I predict he will remove various protections that open polluters up to paying damages. He has pledged to stop issuing new drilling leases on Federal Land. Perhaps most impactful will be the regulation of Methane (and possibly Carbon) as pollutants, leading to the uptick of effective (and expensive) mitigation technologies. The net result of ALL of these steps will be an uptick in the price of brown energy to the consumer. Raising brown power prices to better reflect their true cost is as powerful as lowering the price of clean energy with policy support. This is a powerful phenomenon, and if amplified over time is another factor in what has been described as “the utility death spiral”. As better solar economics leads to more deployment, the utilities fund their bloated operating costs by raising prices. This in turn leads to more uptake of solar which lowers the cost of solar which leads to better solar economics… and then more of the same (you get the picture).
Finally, we expect Biden’s Department of Justice to aggressively go after polluters, especially those who have impacted the air, water, and soil of communities of color for decades. This focus on intersectionality, equity, and environmental justice was a key campaign theme and will result in real improvements in air and water quality for millions of citizens. Additionally, this focus will eliminate another aspect of the “free ride to pollute” that artificially subsidizes the cost of fossil fuel energy. As rates go up, reflecting the true cost of dirty energy, the incentive for consumers to invest in efficiency and shift to cleaner alternatives will be a natural market outcome.
The Bottom Line
As I have laid out above, I do not predict that we will see the sweeping vision of the Biden Plan as published during the campaign. Instead, we will get a series of tactical moves that will still add up to have a big impact. If you are considering solar for an institution or unit of government, I recommend you wait until mid-2021 for details of the coming support. In the meantime, I suggest that you begin to explore your options and position your organization to be competitive by getting projects ready (Third Sun Solar is ready to help).
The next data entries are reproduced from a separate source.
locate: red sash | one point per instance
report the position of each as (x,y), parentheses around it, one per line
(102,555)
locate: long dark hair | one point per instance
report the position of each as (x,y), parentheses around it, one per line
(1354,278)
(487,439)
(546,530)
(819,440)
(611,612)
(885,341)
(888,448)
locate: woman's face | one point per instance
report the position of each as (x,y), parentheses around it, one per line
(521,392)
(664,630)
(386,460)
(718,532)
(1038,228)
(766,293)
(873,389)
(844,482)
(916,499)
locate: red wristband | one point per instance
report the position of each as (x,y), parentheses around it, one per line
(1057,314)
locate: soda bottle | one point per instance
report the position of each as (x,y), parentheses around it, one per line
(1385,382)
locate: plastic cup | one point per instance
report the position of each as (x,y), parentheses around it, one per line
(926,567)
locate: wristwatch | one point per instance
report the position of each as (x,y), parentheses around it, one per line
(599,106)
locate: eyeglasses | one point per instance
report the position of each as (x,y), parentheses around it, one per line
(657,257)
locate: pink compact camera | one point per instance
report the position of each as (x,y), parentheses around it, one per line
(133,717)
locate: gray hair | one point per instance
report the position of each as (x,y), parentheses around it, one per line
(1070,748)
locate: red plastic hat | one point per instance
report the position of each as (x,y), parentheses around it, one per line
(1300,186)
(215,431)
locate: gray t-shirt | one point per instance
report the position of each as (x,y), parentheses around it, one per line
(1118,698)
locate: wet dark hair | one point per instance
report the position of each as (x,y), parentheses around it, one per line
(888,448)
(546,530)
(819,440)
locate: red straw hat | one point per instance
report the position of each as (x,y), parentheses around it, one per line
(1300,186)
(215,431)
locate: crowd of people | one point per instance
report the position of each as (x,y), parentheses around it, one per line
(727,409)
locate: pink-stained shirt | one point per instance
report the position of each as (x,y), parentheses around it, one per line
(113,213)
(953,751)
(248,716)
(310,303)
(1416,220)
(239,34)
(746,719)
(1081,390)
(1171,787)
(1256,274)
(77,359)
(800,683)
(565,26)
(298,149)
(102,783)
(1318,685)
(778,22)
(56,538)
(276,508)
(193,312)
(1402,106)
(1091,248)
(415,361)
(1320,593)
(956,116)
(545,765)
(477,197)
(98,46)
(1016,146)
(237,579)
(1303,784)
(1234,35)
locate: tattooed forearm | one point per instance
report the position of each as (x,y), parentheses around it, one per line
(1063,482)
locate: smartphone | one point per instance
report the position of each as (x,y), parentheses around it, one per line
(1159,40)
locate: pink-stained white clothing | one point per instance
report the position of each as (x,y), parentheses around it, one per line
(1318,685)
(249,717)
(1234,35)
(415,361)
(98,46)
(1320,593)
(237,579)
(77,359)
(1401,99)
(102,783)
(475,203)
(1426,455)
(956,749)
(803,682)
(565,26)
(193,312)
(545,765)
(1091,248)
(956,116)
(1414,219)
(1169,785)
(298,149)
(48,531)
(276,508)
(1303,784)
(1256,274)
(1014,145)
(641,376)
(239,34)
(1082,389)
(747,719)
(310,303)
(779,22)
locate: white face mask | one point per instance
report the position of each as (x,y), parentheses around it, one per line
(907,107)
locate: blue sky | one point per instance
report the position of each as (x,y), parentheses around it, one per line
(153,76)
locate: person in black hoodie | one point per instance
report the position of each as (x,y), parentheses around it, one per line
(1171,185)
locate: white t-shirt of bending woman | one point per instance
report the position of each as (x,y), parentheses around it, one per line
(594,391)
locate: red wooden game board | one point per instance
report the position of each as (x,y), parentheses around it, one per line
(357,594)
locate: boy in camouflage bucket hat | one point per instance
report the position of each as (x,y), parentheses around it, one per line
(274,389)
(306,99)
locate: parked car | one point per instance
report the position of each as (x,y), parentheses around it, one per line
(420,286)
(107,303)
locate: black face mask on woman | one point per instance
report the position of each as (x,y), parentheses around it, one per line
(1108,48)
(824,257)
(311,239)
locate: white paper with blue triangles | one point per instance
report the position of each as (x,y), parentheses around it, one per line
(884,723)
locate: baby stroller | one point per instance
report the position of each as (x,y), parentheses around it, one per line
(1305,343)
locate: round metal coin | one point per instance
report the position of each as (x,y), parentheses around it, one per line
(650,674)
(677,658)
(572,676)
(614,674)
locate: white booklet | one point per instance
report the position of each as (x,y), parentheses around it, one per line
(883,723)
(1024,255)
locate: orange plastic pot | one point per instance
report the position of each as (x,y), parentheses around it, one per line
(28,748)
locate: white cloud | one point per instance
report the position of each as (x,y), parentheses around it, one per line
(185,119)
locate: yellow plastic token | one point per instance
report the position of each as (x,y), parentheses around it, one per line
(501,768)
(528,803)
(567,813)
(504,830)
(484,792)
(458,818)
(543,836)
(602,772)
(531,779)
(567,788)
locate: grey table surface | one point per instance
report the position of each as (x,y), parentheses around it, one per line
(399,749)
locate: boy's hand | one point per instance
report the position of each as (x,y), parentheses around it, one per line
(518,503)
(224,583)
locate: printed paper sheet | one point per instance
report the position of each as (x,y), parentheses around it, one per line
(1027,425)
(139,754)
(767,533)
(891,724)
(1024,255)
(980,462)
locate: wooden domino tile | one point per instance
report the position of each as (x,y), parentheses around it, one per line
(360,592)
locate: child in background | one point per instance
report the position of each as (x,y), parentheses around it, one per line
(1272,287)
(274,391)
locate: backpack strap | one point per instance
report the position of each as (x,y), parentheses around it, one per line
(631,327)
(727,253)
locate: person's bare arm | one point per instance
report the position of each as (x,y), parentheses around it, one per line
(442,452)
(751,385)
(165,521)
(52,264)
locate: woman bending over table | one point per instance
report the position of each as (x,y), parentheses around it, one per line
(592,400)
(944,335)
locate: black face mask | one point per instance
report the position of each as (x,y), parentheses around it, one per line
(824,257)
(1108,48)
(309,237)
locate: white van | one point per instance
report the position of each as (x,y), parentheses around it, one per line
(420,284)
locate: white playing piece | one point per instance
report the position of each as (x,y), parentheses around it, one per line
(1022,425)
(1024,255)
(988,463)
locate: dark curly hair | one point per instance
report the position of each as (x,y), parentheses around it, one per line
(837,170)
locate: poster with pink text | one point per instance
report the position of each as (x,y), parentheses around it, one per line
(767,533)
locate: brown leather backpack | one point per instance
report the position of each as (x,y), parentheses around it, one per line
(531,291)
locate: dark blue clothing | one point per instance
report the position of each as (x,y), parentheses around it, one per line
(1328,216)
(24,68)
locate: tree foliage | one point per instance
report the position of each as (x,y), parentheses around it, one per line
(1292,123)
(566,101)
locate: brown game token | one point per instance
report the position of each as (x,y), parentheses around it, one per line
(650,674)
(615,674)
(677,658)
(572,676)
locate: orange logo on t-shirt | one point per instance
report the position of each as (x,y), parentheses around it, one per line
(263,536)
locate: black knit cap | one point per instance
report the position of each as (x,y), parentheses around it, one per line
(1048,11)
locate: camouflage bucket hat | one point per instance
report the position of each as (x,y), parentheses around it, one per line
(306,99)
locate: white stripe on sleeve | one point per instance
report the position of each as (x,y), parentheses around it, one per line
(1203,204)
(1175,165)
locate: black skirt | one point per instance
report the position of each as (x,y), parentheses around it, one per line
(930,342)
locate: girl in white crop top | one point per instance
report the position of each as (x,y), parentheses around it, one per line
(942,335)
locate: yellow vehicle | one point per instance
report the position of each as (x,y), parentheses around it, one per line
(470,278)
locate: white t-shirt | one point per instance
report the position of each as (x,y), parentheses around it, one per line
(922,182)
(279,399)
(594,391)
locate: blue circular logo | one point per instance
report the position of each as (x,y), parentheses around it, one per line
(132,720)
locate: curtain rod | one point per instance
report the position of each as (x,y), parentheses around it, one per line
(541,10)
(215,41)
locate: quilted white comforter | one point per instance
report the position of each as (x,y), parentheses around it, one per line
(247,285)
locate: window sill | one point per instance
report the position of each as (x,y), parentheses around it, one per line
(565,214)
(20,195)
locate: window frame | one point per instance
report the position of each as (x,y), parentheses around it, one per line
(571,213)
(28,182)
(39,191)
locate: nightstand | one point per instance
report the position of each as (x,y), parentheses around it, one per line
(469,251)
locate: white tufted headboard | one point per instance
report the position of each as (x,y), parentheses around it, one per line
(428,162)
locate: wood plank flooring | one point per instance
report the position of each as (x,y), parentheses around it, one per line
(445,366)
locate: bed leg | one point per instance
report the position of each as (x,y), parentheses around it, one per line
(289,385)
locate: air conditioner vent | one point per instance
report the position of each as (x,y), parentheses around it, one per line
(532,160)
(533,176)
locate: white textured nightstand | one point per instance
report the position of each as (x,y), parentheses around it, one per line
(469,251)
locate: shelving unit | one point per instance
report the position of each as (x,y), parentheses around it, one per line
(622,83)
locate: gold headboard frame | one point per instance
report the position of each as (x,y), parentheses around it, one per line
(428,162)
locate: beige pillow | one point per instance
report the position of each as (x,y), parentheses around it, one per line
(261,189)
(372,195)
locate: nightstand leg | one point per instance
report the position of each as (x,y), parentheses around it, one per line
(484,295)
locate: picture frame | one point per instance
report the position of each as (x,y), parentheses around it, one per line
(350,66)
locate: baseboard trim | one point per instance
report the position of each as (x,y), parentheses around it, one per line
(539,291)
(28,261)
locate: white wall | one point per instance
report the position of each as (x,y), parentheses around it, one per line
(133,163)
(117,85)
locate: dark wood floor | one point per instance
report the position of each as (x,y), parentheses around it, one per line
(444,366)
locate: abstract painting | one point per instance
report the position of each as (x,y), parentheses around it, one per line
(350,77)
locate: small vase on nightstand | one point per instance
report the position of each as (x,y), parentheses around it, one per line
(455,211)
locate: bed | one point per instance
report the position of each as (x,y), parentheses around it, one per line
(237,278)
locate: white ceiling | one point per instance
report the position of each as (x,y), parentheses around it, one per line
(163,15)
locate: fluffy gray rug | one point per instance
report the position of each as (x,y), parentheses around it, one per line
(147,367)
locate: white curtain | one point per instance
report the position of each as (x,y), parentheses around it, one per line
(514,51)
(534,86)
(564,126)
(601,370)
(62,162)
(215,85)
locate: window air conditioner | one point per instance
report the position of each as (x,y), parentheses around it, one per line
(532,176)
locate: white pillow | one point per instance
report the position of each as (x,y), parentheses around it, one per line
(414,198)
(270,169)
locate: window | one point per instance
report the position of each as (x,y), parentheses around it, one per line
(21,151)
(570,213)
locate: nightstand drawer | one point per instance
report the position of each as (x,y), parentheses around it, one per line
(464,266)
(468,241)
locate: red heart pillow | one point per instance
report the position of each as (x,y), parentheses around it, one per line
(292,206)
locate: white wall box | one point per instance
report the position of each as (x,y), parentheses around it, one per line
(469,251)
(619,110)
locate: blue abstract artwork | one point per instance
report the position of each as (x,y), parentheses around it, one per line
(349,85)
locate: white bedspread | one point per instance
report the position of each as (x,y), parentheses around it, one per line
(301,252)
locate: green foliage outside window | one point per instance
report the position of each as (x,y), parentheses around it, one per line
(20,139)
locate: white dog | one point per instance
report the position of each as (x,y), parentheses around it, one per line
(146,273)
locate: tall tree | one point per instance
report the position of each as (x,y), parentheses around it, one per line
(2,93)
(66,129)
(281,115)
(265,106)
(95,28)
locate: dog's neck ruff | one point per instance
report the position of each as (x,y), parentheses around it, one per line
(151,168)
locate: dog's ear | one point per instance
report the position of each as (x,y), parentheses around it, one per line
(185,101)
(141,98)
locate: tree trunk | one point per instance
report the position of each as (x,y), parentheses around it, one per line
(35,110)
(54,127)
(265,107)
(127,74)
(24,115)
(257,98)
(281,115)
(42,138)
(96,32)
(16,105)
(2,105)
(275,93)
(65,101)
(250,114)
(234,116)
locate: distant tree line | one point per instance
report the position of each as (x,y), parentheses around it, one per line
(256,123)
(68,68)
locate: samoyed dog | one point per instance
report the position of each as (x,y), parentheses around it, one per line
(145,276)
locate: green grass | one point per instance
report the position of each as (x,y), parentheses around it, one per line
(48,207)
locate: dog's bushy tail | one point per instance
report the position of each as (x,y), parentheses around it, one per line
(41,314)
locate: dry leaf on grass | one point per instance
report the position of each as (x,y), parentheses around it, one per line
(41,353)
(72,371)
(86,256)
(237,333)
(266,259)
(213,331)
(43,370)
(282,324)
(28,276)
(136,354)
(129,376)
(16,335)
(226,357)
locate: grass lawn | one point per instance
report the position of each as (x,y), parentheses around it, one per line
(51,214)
For those considering solar for their home or business, there is no reason to wait. As I laid out above, we don’t expect any new policies that would directly impact solar economics for private businesses and homeowners. Solar has already moved from an environmentally righteous action of tree huggers to being a long term economically smart move. We are hopeful for a tax credit extension and while we aren’t giving out tax advice, we believe that it is safe to expect that any projects placed in service in 2021 that qualify for the current tax credit would qualify for any new and improved tax policy. As we laid out, we see the biggest policy impacts on the horizon accelerating the (inevitable) rise in the cost of dirty energy. Investing in on-site solar has always been a “hedge” against energy cost volatility, and with the coming Biden policies, we see a big jump in the price of brown power. The sooner we make a shift to clean energy, (each of us as individuals and together as a nation) the sooner we will enjoy the many beneficial outcomes: in our monthly budgets, in the air we breathe, and in the stability of the world we leave for future generations.